La Cour suprême maintient le droit du sol, échec pour Donald Trump.
La Cour annule un décret signé le 20 janvier 2025 par Donald Trump, le plus contesté de son second mandat, qui supprimait le droit du sol pour les enfants d’immigrés en situation irrégulière. Selon des projections réalisées en mai 2025 par des chercheurs de l’université Penn State, une révocation du droit du sol accroîtrait le nombre d’immigrés clandestins de 2,7 millions d’ici 2045 et de 5,4 millions d’ici 2075.
Dans une décision rendue par trois des six juges conservateurs, y compris le président de la Cour, et les trois juges progressistes, la Cour annule un décret signé le 20 janvier 2025 par Donald Trump, le plus contesté de son second mandat.
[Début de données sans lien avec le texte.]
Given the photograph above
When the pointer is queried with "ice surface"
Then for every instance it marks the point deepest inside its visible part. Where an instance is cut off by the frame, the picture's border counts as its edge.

Ce décret, déclaré inconstitutionnel par toutes les juridictions inférieures saisies, visait à supprimer le droit du sol pour les enfants d’immigrés en situation irrégulière, afin de mettre fin à ce que le président républicain considère comme une incitation à l’immigration clandestine, prioritaire à ses yeux.
Cependant, dans son arrêt rédigé au nom de la Cour, le président John Roberts conclut que les enfants nés aux États-Unis de parents « présents illégalement ou temporairement » demeurent néanmoins « citoyens par la naissance en vertu du 14e amendement » de la Constitution.
Le principe du droit du sol, qui stipule que tout enfant né aux États-Unis est automatiquement citoyen américain, est ancré dans cet amendement adopté en 1868, après la guerre de Sécession, pour garantir les droits des esclaves affranchis et de leurs descendants.
Selon des projections réalisées en mai 2025 par des chercheurs de l’université Penn State, avec environ 255 000 naissances par an, une révocation du droit du sol pour les enfants d’immigrés en situation irrégulière ou de résidents temporaires entraînerait une augmentation du nombre d’immigrés clandestins de 2,7 millions d’ici 2045 et de 5,4 millions d’ici 2075.